When I found out I was going to Ironman, I didn’t know what to expect. I wasn’t fully aware of the impact it would have on my life. When you’re sitting on a bike for seven hours, or running down the same road for four, you have a lot of time to contemplate and make realizations that otherwise you may have never picked up on in the cloud of time we call our lives.
I think that is why so many people are hooked on Ironman.
It inevitably gives your mind time to come down and think about your life on a different level. Ironman races and the training that goes into them will take your body and mind to the breaking point and beyond. It has given me the time to think of where I have been and cleared the path to where I am going. It has made it clear to me that the key to a wealthy life isn’t money, and success should never be measured in dollar signs.
It has taught me to key striving ahead but appreciate what I have and all my achievements along the way.
The biggest realization I have made is that life and everything in it has a cycle.
In training you have a cycle of workout time when you feel amazing and you could go on forever. In life you have these same cycles when everything seems to be clicking so well and you literally think to yourself that from that point on, nothing could ever go wrong again. But it is human nature to self- sabotage and that is exactly what we do. In training, you can hit a negative cycle, when training is so monotonous and painful that your body and mind tries to make a quitter out of you. In life, all it takes is one minor glitch in your perfect life cycle to set off a chain of events that what will seem almost irreversible. In training, when you have these moments, you have to take whatever obstacle your body, mind or Mother Nature is going to put in front of you, step back, and understand why it is happening.
Then… deal with it.
If your body tells you to stop because you are tired, this is the best time of your training. This is when you really find out how deep you can dig to get your training back on that positive cycle. In life, it is exactly the same. When you think you can’t work anymore that day, or you are too tired when you get home to do the dishes.
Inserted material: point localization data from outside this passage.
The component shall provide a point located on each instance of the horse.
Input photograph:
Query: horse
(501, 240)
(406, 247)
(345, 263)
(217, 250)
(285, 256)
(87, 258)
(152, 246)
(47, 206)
Think of the chain of events something that small can create.
It is at these times that if we can dig deep no matter how big or small the task, we can work harder, get more done, have less stress, achieve more goals, and have a great life.
No matter how today goes, I have learned more about myself in these last six months than I ever have, and plan on continuing to dig deep in everything I do to live the life I have always dreamed of for my family and me.